Alongside this, I include a set of similar steps drawn from a library of steps from previous tests (more on this later). When the agent sees a familiar operation, it can often adapt an existing snippet instead of inventing a new one from scratch.

The model then generates a Codeception command that it thinks will perform the required action. Each such action is the agent’s best guess at what will work in the state it currently exists in.

Waiting for Completion

Actions alone aren’t enough. The agent also needs to know when they’ve finished.

In Codeception, this is done through wait commands — lines that tell the test to pause until some condition is met. After a “Publish” click, for example, the web page might show a “Page published” message. After opening a settings panel, a specific element might appear on screen.

So for each action the agent writes, it also generates a corresponding wait command, such as:

$I->waitForText('Page published');

This is more than a formality. Without it, the test may charge ahead before the system was ready, clicking buttons that hadn’t yet appeared or validating pages that were still loading. The wait command enforces patience — and keeps the agent and the browser in sync.

It’s also an important part of how the AI learns what success looks like.
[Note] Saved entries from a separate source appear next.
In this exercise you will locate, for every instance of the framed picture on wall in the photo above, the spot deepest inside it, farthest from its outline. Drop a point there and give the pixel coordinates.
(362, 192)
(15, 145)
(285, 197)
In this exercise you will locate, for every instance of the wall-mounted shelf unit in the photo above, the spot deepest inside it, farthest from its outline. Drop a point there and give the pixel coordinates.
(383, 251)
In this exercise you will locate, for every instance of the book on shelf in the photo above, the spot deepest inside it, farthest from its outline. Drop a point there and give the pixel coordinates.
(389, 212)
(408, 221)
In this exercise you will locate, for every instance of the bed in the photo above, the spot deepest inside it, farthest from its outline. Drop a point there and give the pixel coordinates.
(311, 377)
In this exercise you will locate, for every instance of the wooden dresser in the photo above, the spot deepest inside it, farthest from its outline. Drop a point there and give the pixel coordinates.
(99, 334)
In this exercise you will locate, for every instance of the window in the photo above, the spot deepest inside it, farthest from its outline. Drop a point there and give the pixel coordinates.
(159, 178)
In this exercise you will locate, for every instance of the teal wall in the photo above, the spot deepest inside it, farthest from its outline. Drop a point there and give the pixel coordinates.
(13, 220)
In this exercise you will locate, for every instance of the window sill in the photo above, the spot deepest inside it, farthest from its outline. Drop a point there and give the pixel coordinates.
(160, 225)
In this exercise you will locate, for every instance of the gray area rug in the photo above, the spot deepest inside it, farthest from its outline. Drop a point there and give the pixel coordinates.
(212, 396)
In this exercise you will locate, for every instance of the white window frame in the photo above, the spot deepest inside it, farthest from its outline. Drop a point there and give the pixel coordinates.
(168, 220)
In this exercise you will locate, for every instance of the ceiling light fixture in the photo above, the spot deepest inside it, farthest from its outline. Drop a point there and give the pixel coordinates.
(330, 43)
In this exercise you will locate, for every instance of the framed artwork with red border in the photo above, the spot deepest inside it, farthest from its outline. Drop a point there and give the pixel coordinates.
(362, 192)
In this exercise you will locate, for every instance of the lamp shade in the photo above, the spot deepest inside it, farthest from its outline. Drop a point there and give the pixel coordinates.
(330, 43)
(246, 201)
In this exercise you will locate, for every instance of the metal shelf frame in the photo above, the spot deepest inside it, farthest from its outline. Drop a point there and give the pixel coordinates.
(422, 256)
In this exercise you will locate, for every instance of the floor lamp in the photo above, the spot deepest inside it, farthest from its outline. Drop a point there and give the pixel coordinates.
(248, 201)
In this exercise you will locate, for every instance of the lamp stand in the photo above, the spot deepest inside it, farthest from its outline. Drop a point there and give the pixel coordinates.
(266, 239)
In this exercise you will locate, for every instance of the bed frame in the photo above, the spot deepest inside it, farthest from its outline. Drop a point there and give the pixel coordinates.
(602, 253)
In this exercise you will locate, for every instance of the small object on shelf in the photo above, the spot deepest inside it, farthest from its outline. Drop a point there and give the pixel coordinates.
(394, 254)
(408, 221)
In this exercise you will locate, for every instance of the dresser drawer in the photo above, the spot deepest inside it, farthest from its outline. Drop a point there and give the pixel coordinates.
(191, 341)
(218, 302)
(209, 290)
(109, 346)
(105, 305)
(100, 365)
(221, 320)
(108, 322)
When the condition it’s waiting for appears, it’s a confirmation: the step worked. When it doesn’t, that absence becomes data — a signal for correction or retry.

Documenting the Step

The final piece of each step is documentation.
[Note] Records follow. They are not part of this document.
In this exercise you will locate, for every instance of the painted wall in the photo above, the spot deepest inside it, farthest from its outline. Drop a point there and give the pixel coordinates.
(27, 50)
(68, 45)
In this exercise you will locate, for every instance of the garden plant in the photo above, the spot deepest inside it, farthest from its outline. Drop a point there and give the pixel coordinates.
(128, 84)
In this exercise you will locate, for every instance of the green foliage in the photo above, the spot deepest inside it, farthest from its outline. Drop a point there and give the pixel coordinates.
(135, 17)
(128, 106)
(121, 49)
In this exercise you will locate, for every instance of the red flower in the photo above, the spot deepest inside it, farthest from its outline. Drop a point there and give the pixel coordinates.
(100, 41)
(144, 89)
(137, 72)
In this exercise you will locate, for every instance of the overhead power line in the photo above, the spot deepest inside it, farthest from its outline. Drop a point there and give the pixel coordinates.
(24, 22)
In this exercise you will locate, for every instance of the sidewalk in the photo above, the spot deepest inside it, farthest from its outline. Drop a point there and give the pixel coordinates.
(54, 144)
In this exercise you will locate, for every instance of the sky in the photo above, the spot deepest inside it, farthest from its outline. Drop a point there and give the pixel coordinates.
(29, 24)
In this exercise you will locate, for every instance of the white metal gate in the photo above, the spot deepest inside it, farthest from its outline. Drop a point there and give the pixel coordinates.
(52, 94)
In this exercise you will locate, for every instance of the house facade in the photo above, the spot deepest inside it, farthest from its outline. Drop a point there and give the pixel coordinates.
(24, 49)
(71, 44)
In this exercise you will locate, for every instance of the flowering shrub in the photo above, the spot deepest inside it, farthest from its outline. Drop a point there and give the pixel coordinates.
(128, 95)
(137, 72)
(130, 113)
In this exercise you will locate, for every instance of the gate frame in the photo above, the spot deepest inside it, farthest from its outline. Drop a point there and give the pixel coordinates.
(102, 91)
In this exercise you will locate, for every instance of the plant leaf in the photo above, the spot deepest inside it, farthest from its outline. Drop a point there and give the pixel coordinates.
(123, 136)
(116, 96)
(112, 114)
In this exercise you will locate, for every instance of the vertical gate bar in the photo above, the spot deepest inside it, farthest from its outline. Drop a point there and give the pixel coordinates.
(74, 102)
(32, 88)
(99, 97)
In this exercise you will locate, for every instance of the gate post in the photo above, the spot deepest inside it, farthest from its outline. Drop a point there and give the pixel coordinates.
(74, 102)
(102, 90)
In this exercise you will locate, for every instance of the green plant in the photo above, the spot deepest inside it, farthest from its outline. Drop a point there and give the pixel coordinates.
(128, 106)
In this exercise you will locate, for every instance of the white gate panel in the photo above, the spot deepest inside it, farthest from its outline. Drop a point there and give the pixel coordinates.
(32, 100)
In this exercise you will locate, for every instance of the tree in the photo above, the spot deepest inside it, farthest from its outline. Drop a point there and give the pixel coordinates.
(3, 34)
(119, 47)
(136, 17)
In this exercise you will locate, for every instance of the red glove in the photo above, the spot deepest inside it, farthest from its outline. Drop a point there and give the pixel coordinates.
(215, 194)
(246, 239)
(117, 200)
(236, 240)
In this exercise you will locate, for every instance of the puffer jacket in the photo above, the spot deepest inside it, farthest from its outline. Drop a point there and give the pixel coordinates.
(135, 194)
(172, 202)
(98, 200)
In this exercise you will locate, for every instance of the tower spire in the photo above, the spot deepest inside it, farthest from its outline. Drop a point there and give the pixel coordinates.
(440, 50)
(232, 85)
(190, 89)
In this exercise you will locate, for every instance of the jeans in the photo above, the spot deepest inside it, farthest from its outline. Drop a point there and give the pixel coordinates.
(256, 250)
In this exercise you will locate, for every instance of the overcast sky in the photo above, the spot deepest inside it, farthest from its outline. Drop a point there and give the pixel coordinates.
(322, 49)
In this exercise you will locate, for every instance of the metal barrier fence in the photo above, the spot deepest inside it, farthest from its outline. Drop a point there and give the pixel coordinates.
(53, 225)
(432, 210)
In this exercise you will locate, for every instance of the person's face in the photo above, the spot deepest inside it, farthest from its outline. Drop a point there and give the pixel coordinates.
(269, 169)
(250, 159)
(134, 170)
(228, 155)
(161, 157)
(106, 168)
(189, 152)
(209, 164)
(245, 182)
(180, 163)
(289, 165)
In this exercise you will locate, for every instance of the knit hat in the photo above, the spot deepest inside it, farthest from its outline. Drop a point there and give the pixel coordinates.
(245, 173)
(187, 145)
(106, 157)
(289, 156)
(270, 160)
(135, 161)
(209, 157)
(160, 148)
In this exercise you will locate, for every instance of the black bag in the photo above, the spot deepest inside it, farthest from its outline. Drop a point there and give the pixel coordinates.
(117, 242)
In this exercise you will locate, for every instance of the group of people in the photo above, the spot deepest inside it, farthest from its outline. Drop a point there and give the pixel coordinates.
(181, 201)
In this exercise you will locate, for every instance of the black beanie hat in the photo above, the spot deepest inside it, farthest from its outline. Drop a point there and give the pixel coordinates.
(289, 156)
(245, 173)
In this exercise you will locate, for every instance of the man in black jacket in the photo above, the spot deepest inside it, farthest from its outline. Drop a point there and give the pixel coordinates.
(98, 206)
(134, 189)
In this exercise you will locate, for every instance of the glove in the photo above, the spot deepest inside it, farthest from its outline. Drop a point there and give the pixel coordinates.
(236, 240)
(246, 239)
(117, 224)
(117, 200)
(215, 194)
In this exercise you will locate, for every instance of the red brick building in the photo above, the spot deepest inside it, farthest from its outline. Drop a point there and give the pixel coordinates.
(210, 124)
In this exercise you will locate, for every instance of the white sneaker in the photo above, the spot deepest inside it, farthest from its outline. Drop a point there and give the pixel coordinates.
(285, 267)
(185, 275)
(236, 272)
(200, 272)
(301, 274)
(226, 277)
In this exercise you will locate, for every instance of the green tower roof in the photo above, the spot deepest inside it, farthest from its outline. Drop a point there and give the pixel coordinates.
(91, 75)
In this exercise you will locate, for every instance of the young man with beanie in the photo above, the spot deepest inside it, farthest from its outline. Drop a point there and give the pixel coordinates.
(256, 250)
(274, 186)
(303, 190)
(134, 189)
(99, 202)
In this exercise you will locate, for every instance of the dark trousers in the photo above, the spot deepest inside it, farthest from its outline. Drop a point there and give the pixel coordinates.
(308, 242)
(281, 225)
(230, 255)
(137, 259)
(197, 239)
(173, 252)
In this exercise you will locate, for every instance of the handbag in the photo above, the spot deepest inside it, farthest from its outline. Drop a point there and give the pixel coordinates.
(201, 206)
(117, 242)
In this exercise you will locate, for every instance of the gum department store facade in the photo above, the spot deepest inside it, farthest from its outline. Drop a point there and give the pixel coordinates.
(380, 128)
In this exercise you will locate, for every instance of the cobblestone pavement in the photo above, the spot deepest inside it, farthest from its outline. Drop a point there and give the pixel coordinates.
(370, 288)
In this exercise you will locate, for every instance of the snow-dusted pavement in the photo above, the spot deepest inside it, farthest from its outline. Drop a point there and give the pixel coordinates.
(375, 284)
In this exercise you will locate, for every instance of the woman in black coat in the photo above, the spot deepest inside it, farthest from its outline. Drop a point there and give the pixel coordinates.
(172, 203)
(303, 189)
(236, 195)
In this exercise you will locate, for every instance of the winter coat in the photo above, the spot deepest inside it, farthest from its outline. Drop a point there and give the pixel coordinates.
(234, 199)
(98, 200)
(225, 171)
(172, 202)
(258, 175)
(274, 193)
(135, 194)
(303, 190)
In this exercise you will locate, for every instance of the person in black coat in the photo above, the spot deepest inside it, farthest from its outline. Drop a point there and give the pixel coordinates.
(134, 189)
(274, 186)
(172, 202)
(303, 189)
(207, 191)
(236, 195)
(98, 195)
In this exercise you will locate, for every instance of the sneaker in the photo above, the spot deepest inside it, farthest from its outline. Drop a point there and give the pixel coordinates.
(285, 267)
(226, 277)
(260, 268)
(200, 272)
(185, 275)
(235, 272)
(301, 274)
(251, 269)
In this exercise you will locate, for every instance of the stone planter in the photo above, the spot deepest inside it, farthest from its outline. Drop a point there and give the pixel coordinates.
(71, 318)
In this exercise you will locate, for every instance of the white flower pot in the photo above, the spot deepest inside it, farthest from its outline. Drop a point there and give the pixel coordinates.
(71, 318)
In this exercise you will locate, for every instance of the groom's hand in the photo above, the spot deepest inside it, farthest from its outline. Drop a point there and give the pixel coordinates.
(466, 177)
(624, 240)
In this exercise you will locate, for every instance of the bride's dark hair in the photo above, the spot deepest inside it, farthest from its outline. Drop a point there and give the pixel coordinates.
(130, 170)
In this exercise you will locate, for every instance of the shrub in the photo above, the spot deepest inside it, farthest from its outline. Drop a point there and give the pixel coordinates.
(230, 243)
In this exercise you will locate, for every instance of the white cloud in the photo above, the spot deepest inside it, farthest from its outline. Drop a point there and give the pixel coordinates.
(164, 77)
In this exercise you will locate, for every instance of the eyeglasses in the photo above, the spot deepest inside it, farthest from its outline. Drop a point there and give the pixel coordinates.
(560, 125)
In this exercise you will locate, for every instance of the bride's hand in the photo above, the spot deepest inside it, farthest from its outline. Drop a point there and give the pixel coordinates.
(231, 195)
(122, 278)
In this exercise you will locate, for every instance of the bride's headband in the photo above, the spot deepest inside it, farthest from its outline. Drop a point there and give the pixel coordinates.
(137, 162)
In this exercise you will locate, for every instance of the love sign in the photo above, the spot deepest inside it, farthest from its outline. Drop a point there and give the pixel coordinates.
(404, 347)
When I used to write acceptance tests manually, I found it helpful to have my tests produce a Markdown file with a human-readable summary of what each step was doing: a title, a short paragraph, and a screenshot. It made the tests easier to review and, as we’ll see later, to use as the basis for user-facing documentation. To aid in this, I created a custom Codeception Helper — a set of commands that can be added to tests to write to the corresponding markdown file.

Now, every automatically generated step includes these documentation commands. The agent writes lines like these:

$I->addSubsubtitle("Publish Your Changes");
$I->addParagraph("To apply your edits, locate the “Publish” button in the Divi Builder’s toolbar. Click it once, and Divi will save and publish your updated layout to the live site.");

After the action runs, it also adds a screenshot — sometimes of the entire page, sometimes of the element in question with a highlight box drawn around it.

$I->addScreenshotOfElement('Publish Button', '.et-fb-publish-button');

This layer of documentation transforms the test into something readable, shareable, and useful beyond verification. It becomes a human-readable record of how the feature behaves.

Bringing It All Together

When you look at the complete code for a single step, you can see the pattern clearly:

// Publish the page
$I->addSubsubtitle("Publish Your Changes");
$I->addParagraph("To apply your edits, locate the “Publish” button in the Divi Builder’s toolbar. Click it once, and Divi will save and publish your updated layout to the live site.");
$I->addScreenshotOfElement('Publish Button', '.et-fb-publish-button');
$I->click('Publish');
$I->waitForText('Page published');

There’s an action that performs the task, a wait that confirms it’s done, and a set of documentation lines that describe and illustrate it.

Individually, these are small steps. But collectively, they form the rhythm of an intelligent testing process — one that doesn’t just act, but observes, confirms, and records its understanding as it goes.

Each line becomes a unit of verified knowledge. And when stitched together, these steps form something greater than the sum of their parts: a working, trustworthy acceptance test.